Thank-you Ilyas and Zerah for showing us the importance of backing up your beliefs, and for demonstrating how to make a lovely family home too.
Oddly enough, as on my (Jimi) last bus ride to Erzurum four years ago, the bus broke down repeatedly, with one of the tea boys jumping of every 10 minutes to hit the engine with something hard. On arrival to Erzurum we abruptly left, heading north into the green hills that surround the city. We were so tired from the overnight bus that we pulled into a disused petrol station and slept on the forecourt for several hours. We lunched out at another petrol station, a mistake. Note to self, if something tastes like it’s gone bad it probably has so stop eating it you stingy bugger. I was a little ill for the next couple of days. Rose was fine and enjoyed leading the peleton.

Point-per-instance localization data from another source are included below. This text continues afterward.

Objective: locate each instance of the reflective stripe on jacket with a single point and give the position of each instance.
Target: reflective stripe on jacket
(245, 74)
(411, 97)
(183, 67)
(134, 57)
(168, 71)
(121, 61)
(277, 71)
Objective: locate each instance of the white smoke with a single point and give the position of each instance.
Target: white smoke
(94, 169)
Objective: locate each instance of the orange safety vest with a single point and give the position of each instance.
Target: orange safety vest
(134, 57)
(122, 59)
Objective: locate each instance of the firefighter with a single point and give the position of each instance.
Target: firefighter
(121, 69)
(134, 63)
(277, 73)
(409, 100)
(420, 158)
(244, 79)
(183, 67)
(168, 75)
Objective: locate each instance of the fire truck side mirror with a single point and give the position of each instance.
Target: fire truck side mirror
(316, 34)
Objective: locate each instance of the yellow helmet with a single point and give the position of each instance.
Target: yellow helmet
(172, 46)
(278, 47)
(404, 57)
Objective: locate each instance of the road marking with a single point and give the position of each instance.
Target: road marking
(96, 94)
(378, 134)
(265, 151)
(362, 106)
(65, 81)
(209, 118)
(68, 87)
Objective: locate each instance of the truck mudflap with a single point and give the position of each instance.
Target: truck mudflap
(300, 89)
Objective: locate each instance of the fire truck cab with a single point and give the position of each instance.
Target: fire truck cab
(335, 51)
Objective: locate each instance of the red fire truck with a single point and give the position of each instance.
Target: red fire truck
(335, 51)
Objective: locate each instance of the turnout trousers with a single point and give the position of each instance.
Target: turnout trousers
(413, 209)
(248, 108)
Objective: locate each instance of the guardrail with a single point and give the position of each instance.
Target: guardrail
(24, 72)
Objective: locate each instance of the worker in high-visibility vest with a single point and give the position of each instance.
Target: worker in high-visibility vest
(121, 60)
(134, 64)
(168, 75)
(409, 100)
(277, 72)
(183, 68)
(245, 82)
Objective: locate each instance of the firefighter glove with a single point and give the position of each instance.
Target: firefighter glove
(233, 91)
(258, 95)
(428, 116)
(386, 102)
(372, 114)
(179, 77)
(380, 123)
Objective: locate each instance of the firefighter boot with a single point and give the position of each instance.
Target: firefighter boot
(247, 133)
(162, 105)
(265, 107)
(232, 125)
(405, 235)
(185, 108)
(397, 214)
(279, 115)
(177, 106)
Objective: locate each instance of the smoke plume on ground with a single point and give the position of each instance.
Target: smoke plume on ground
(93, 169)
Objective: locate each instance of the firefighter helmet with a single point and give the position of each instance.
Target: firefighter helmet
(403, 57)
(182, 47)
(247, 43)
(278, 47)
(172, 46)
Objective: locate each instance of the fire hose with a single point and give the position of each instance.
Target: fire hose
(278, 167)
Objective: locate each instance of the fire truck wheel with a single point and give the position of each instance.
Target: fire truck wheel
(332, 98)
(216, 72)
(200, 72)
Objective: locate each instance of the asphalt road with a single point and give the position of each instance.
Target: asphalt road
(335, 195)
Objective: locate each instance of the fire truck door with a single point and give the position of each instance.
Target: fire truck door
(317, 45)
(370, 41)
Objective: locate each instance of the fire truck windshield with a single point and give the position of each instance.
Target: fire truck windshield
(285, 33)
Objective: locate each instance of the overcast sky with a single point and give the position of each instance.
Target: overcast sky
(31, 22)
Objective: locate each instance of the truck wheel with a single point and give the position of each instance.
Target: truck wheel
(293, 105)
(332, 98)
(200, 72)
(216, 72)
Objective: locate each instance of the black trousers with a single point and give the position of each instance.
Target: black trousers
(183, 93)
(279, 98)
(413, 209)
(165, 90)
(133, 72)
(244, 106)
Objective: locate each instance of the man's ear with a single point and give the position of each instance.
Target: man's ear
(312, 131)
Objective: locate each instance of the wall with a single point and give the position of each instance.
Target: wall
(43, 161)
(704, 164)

For three days we climbed high passes and rolled through incredibly green valleys thick with grass, unusual compared to the rest of Turkey. We met Samil and Selep who invited us to their house for a typically amazing Turkish breakfast, thanks dudes. They told us that the locals here were lazy, that they could grow crops if the wanted but preferred to take the easier and less monetary route of keeping a few cattle. We can’t honestly say we’d do any different.
At Ispir we turned into a valley which on the map looked like it would be a lovely couple of days on a quiet road camping by a river. However we had inadvertently stumbled into one of the huge hydroelectric dam projects which are so controversial in Turkey. Of the people we spoke to there seemed a mix of reactions to the dams. Some think it is progress, others are sad for the destruction of communities and eco systems and some are even quickly building properties on condemned land so as to make a profit when the government pays them off. The valley is narrow and has steep rocky cliff faces on either side. The first 20km was complete but the final 80km was one big building site. A terrible road surface with huge trucks carelessly rumbling past all the time made for an unpleasant ride. We decided to do a long day and get out of the valley. At 5pm we were stopped at a construction checkpoint along with all the other traffic and made to wait until the blasting and resultant rubble was cleared from the road. We pootled on again dodging the potholes after 6pm and after a few kilometres were rather surprised (see sh%t our pants) when a huge explosion went off high above the very spot we had rode not 3 minutes earlier with the boulders, big and small, tumbling down. We rode with a little more urgency after that. We didn’t make it out of the valley but we did succeed in finding a camp spot by a tea house that acted as an OK (the game, not an appraisal of facilities) gambling den for the workers when they’d knocked off.
We rode into Yusefeli and found a campsite to rest, make arrangements for our new jobs in China, drink beer and plan our next leg.